Wszyscy jesteśmy odpowiedzialni

Nie produkujmy bezdomnych zwierząt – apelują działacze kościańskiego oddziału Towarzystwa Opieki nad Zwierzętami. - Poziom bezdomności zwierząt ciągle przeraża. Urzędnicy o tym nie wiedzą, bo potrzebujące pomocy zwierzęta zwykle trafiają do nas – mówi Marta Dudek, skarbnik kościańskiego TOZ. Tylko w lutym TOZ wysterylizował ponad 40 kotów

Kościański TOZ przeszedł z początkiem roku małą metamorfozę. Elżbieta Drozda, założycielka kościańskiego oddziału organizacji, a potem wieloletnia ofiarna wolontariuszka i prezes TOZ, zrezygnowała z zarządzania komórką. Od początku roku prezesem jest Agnieszka Woźniak. - Ktoś musiał się tego podjąć – mówi skromnie. Elżbieta Drozda nadal działa w organizacji. Jest wolontariuszem.

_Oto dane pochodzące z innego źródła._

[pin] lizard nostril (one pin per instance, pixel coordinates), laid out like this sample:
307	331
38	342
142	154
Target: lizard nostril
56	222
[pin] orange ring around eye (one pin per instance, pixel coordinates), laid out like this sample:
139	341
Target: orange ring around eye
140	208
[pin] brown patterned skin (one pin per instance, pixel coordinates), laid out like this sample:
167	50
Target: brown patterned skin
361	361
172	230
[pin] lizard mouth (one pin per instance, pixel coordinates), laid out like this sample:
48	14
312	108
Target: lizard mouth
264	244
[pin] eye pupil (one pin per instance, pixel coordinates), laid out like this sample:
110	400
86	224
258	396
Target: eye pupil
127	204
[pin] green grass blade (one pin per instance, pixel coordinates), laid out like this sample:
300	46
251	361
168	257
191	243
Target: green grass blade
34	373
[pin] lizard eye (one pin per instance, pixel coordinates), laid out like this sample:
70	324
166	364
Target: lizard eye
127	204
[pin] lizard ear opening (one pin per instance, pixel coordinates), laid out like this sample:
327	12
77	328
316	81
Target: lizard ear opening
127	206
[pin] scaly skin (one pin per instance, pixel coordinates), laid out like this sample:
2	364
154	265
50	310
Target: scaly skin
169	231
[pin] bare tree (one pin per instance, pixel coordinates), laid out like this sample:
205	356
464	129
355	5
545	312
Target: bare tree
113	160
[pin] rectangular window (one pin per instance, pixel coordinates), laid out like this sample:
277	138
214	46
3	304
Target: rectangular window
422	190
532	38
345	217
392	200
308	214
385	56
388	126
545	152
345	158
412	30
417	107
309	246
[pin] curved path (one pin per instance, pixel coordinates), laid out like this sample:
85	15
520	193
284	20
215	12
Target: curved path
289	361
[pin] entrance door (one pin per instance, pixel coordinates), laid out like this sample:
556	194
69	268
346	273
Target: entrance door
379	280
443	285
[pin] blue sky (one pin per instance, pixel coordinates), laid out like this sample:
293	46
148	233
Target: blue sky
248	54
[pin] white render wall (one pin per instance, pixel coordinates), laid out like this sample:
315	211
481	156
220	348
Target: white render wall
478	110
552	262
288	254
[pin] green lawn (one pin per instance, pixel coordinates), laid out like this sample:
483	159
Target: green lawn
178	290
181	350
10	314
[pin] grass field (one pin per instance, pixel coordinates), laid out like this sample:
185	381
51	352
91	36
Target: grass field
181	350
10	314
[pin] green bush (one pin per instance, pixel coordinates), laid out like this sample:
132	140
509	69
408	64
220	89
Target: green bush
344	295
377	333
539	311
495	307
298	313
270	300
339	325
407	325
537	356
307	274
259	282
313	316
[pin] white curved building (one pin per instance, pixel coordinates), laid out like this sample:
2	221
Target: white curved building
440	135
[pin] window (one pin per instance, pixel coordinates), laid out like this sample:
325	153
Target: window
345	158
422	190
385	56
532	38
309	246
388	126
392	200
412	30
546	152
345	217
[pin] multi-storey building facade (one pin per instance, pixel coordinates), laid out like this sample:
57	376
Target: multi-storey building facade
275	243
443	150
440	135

- Odbieramy kilkanaście telefonów dziennie – zauważa Marta Dudek, skarbnik organizacji. - Do tej pory robiła to pani Ela i nam zlecała wykonywanie niektórych interwencji, teraz robimy to same. Nie nadążamy z pracą. Odbieramy telefony z wszystkich gmin. Dwa tygodnie temu w niedzielę wyjechałyśmy z domu o dziewiątej, a wróciłyśmy o dwudziestej trzeciej. Co miałyśmy kończyć, był kolejny telefon i kolejne interwencja. Nie może tak być, że wyręczmy wszystkie gminy. Obowiązek opieki nad bezdomnymi zwierzętami spoczywa na samorządach.

- Dlatego postanowiłyśmy odwiedzić wszystkie samorządy – dopowiada prezes Woźniak. - Akurat otrzymaliśmy do opiniowania programy opieki nad zwierzętami. Gminy muszą go co roku uchwalić, a my, jako Towarzystwo, co roku opiniujemy. Tym razem zamiast pozytywnej opinii postanowiłyśmy po prostu opowiedzieć, jak ma się ten program do tego, co dzieje się ze zwierzętami.

Działaczki TOZ opisały swoją pracę, powołały się na konkretne przykłady i apelują o bardziej zdecydowane działania gminy na rzecz zwierząt. Odwiedziły już burmistrzów Czempinia, Śmigla i wójta gminy Kościan. Przed nimi spotkanie w włodarzami Kościana i gminy Krzywiń.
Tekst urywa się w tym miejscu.